How to transcribe podcast audio (WhisperX with speaker diarization)

Note: sometimes WhisperX is WAAYYYY too slow so I often end up using https://github.com/ggerganov/whisper.cpp which somehow runs much faster.

I do a lot of podcast transcription work and had need for it again today. The HuggingFace spaces (like this one https://huggingface.co/spaces/vumichien/whisper-speaker-diarization) always error out so aren’t very useful.

This is the one that worked for me.

Note: if you run into a New error: ‘soundfile’ backend is not available error, conda install -c conda-forge libsndfile to fix.

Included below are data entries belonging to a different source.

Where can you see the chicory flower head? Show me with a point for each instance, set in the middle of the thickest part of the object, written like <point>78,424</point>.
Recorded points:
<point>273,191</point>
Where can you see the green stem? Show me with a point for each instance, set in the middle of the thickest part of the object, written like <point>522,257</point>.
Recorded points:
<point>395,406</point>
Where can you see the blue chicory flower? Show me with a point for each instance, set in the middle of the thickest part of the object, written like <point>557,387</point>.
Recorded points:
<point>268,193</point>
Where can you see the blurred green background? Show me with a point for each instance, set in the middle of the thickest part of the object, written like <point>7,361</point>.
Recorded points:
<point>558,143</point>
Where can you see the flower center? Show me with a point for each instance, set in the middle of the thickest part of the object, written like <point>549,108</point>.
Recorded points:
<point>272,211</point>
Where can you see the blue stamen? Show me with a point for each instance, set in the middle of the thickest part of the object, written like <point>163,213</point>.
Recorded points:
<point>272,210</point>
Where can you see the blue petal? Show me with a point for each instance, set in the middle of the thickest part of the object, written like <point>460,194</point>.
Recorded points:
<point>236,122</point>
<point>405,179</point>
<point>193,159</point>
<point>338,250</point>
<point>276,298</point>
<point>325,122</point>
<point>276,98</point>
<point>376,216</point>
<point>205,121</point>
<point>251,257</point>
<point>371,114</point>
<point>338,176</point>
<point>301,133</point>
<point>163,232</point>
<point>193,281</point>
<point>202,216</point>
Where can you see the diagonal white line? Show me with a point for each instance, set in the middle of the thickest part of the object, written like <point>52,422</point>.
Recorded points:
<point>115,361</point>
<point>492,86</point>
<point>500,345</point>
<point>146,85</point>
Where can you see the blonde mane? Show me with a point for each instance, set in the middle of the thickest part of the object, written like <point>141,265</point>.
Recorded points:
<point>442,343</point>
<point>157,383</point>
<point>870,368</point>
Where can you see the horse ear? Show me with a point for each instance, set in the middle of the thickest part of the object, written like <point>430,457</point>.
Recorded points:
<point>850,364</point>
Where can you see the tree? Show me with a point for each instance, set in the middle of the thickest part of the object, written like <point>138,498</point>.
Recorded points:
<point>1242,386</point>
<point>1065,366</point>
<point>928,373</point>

make sure you have the .wav for your podcast audio. you can use quicktime or audacity to convert it. this process doesnt work for mp3
pip3 install git+https://github.com/m-bain/whisperx.git this will take a couple minutes. meanwhile…
Read https://github.com/m-bain/whisperX#voice-activity-detection-filtering—diarization. To enable VAD filtering and Diarization, include your Hugging Face access token that you can generate from Here after the —hf_token argument and accept the user agreement for the following models: Segmentation , Voice Activity Detection (VAD) , and Speaker Diarization. make sure to accept them all in your huggingface account.
whisperx YOUR_AUDIO_FILE.wav --hf_token YOUR_HF_TOKEN_HERE --vad_filter --diarize --min_speakers 3 --max_speakers 3 --language en for 3 speakers in English. remember it must be a .wav file.

It takes about 30 seconds to transcribe 30 seconds so be prepared for it to take the time of your audio podcast to transcribe.